Zaf Göbel, proprietario di ZafVino & BarGavi ad Arnhem ha detto a NOS di essere “molto entusiasta”: ha aperto il suo sistema di prenotazione cinque minuti dopo la diffusione della notizia e già sono sommersi di bookings per il primo giorno.

Göbel pensa che il “periodo difficile” sia passato: “Sarà ancora dura, ma è un sollievo.

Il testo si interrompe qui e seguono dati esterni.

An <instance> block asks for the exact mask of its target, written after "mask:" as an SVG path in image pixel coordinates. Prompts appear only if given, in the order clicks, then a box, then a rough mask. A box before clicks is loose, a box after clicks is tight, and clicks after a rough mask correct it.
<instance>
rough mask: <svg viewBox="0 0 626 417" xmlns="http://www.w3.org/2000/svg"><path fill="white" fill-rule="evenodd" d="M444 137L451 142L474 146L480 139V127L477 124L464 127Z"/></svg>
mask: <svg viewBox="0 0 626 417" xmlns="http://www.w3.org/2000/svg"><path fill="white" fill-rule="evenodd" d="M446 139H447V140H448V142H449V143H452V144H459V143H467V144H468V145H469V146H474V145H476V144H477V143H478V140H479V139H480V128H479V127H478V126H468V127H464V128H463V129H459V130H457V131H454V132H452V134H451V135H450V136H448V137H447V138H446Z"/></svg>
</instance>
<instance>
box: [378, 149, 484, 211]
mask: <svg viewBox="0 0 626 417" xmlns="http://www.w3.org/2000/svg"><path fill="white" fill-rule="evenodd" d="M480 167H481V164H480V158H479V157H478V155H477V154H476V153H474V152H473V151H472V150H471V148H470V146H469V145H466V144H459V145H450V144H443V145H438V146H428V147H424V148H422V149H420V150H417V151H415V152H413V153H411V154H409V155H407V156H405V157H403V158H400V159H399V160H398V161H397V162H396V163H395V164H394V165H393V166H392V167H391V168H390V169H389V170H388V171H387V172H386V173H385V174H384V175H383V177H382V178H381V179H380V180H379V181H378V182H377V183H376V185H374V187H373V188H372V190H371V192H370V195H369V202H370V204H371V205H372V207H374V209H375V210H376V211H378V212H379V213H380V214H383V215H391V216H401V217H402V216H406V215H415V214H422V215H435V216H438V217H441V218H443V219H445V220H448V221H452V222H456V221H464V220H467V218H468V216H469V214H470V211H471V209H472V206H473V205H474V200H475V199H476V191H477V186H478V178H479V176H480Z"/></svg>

Stando alle indiscrezioni, che i ristoratori prendono come certezze, dal 21 aprile, se i numeri lo consentiranno:
Le terrazze e i negozi potrebbero riaprire, insieme a college e università, con test rapidi.
L’assistenza extrascolastica può essere riutilizzata, gli ospiti a casa diventano due, via il coprifuoco.

La domanda di molti locali, tuttavia, è se la riapertura delle terrazze basterà numericamente e soprattutto se durerà. Koninklijke Horeca Nederland (KHN) non vuole “anticipare” il piano del gabinetto per il relax delle misure e i negozi sono felici del via libera, perché il piano su appuntamento non sta funzionando bene: troppo pochi i clienti e molti, spesso, cancellano.